The output will be 42 because FooA comes before FooB in the implements
clause for FooAB.

I think we should orientate us at Java for this... and in Java I would expect this to fail compilation

If we leave off the @CompileStatic, their will be a runtime exception:

   groovy.lang.GroovyRuntimeException: Ambiguous method overloading for
method TestGroovy#foo

that I expect

Given this trait example:

   trait BarA { def bar() { println 42 } }
   trait BarB { def bar() { println 43 } }
   class BarAB implements BarA, BarB {}
   new BarAB().bar()

the output will be 43 because BarB comes last in the implements clause.

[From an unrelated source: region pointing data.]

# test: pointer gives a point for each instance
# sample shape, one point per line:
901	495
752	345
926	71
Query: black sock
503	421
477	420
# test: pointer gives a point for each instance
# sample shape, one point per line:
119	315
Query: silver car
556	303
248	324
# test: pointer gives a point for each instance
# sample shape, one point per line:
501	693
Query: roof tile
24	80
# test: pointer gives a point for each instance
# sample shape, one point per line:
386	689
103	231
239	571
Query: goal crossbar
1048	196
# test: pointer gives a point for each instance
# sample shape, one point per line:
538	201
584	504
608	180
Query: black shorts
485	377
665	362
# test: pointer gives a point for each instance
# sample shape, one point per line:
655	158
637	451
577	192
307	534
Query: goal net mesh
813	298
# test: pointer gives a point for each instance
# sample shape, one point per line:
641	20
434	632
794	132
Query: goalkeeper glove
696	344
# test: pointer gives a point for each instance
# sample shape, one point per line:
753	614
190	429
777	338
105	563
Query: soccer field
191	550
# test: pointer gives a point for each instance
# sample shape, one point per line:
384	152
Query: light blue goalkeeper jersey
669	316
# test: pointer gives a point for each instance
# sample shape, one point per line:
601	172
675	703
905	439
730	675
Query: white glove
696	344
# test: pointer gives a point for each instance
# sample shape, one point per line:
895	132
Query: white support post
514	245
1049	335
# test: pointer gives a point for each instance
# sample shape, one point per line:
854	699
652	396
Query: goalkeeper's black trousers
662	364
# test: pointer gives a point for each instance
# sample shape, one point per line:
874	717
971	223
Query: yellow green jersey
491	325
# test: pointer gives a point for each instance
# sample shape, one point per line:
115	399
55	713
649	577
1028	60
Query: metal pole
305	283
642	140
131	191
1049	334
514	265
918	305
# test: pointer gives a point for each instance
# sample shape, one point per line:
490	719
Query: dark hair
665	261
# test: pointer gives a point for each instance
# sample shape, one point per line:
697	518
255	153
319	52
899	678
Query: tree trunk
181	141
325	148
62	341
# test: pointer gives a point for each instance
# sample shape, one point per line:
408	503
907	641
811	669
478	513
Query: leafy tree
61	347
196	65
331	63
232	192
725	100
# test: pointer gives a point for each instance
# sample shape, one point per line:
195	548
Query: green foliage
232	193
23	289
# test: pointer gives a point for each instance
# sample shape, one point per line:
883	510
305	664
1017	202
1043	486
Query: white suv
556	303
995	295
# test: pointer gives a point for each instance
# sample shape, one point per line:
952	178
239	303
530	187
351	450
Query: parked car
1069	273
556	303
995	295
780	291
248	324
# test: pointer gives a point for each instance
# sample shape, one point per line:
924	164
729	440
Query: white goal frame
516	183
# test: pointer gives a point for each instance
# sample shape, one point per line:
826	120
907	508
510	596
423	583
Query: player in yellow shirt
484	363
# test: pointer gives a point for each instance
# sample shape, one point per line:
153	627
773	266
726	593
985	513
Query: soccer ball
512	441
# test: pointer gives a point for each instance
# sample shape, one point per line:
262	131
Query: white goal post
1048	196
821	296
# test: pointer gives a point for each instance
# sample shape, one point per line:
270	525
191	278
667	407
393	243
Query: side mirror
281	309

that is not because of method resolution, that is because of how the traits are mapped to BarAB. BarAB has in fact only one bar() method. So I do not really see a problem with this one

I agree that the differences can be surprising and confusing and that it would be very worthwhile to align the logic with Java as much as possible.  It would also be nice to be able to consolidate some of the logic where possible, it seems like the resolution is spread across several places currently.